When we were almost there, we passed through Ewyas Harold, which has one of the few pre-Conquest Motte and Bailie castles in England: built by Ralph the Timid during Edward the Confessor's reign, to protect against the Welsh.

Stayed here: The Swan Inn, and expected it to be full of writers and intellectuals, but was strangely quiet.

Walked along the river, which must have been the border between the Welsh and English, and found a post-Conquest Motte and Baile castle in the field across the road, and after dinner in the long summer twilight, conducted a little tour for the London literary types.

A fine castle:

Talking to a whiskey soaked audience, courtesy of Highland Park.

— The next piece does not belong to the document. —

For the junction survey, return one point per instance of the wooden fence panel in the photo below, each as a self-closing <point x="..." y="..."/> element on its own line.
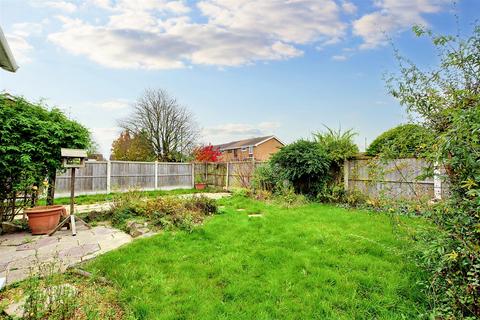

And then my big talk - going head to head against a double act of The Archbishop of Canterbury and Simon Russel-Beale - and delighted to have a fine turn out. First talk on Shieldwall went very well: and a quick signing, before heading back to London via Hereforth: where the Welsh burnt the cathedral down in 1056, after a vigorous resistance in which 7 canons were killed.

Remembered how Bishops of Hereford seem to have been the military type, with responsibility for leading the local resistance. Like Bishop Leofgar, once chaplain to Harold Godwinson, who died in battle in 1056.

Thoughts on Hay:
I was very impressed with Hay, not having been there before, and hearing that it was more corporate than literary. Peter Florence was delightful, the audience diverse and interested, and what impressed me most of all was the number of school kids. I've never seen so many at a festival, and thought this was an excellent feature.

As an author: the volunteers were excellent and helpful; the carrot cake and coffee generously distributed, and the tech support as smooth as it gets.